Despite some bright spots for progressives - from Internet blogs to Comedy Central's "The Daily Show with Jon Stewart" to talk radio programs such as "The Stephanie Miller Show" and "The Randi Rhodes Show" - not nearly enough resources have been invested in media to reach enough Americans to transform the political dynamic from a general dislike of Bush into a collective decision to fire him.
Conservatives, like Rush Limbaugh and Sean Hannity, still dominate the AM dial, while also holding important beachheads in TV, such as Fox News, and across dozens of print publications. Plus, the mainstream news media seems to have learned few lessons from the Bush administration's exaggerated case for war with Iraq.
While more and more journalists acknowledge they were duped in 2002 and 2003 on Iraq's supposed weapons of mass destruction, they continue to buy into Bush's more recent exaggerations about the threat from al-Qaeda and the dire consequences if the United States doesn't "succeed" in Iraq. [See Consortiumnews.com's "Bush's Latest Iraq War Lies."]

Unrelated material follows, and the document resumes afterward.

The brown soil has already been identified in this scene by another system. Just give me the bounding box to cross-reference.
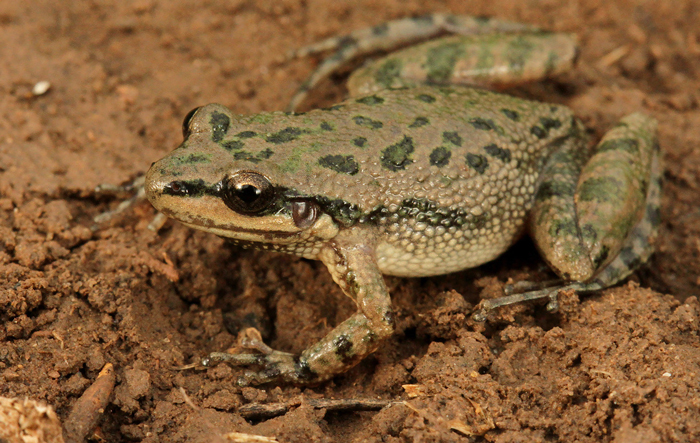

Though progressives have long prided themselves in their "grassroots organizing," that area also seems to be lacking when it comes to focusing on a specific political issue, such as demanding Bush's impeachment. Many of the old divisions come to the fore.
In an echo of the Ralph Nader campaign in 2000, some progressives refuse to unite behind Democratic candidates even to oust the Republican congressional majority, a change that would at least open the potential for investigating Bush's misdeeds.